Coluna Segunda via
O mal-estar na leitura
Por Victor Leandro
Era de se imaginar que o hype um dia chegasse ao mundo da leitura. Não ao da literatura industrial. Este já havia sido capturado desde o início. A questão, na verdade, é o que se faz com a literatura comprometida estética e socialmente, que começa a ser cooptada e subsumida pela lógica do espetáculo.

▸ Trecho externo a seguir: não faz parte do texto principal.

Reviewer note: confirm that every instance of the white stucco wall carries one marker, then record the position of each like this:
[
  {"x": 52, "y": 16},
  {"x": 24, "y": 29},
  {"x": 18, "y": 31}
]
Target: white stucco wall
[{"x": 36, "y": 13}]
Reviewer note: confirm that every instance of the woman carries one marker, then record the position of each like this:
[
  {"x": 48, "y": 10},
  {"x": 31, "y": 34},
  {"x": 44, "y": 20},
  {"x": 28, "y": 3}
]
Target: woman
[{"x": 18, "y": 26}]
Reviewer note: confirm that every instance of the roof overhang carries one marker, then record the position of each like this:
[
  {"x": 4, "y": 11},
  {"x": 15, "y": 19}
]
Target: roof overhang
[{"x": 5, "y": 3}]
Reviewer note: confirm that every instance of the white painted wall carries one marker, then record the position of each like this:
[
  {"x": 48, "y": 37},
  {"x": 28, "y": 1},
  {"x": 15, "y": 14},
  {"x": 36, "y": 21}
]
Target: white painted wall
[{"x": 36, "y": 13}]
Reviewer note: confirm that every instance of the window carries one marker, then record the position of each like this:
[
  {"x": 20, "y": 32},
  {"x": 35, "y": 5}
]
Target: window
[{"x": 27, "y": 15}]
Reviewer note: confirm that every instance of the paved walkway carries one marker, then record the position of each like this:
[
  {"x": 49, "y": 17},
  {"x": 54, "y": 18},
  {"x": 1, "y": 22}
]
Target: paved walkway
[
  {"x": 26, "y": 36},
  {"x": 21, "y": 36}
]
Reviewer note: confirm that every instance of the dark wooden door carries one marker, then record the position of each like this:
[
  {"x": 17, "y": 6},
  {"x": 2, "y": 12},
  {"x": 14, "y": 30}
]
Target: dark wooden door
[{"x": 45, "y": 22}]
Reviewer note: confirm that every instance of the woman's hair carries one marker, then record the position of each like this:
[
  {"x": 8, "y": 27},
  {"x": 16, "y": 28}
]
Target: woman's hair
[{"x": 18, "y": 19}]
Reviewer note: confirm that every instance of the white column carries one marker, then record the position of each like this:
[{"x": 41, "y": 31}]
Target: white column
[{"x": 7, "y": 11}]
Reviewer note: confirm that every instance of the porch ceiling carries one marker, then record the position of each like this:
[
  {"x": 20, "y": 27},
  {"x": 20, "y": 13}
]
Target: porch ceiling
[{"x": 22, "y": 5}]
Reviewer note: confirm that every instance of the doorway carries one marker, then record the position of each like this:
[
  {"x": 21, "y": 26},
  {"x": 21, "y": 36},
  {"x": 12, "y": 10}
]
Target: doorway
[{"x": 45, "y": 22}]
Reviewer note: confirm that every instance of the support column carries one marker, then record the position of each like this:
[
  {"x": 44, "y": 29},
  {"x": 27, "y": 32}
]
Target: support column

Reduzida a um entretenimento comum, a arte literária vem sendo condenada a um plano de superfície. Nas redes sociais, veem-se correntes de leitura, indicações, frases, fotografias. Em todas elas, as obras estão ali tão só em seu ornamento exibicionista. O narcisismo quantificador, que mede o grau de cultura pelo acúmulo, é o mecanismo mais intenso de sua reverberação. Mesmo os que não apenas memorizam nomes, e se empregam na prática da ler costumeiramente, fazem-no sem o mínimo de comprometimento, desprovidos da menor profundidade, passando por Dostoiévski e Balzac como quem percorre a temporada de uma série da moda. Não há reflexão, muito menos um estado ativador da força transformadora dos livros.
Como resultado, o que se tem é o que há se espera. A literatura se torna uma arte sem substância. Reduzida ao estatuto de imagem, ela não encontra meios de se compor com o real que articula o mundo. Essa é a sua verdadeira crise, para muito além do que professam aqueles estarrecidos com os limites da forma.
Nelson Rodrigues, um reacionário que costumava dizer coisas acertadas, falou uma vez: “deve-se ler pouco e reler muito”. Talvez uma limitação no fluxo lancinante das obras seja um bom antídoto para impedir a sua marcha dissolvente. Disso, segue uma regra simples, e que pode ser aplicada sempre: nunca deixar um livro até ter alcançado substancialmente o seu sentido. Eis um interessante caminho, contra o qual a leitura virtualizada não encontra veneno.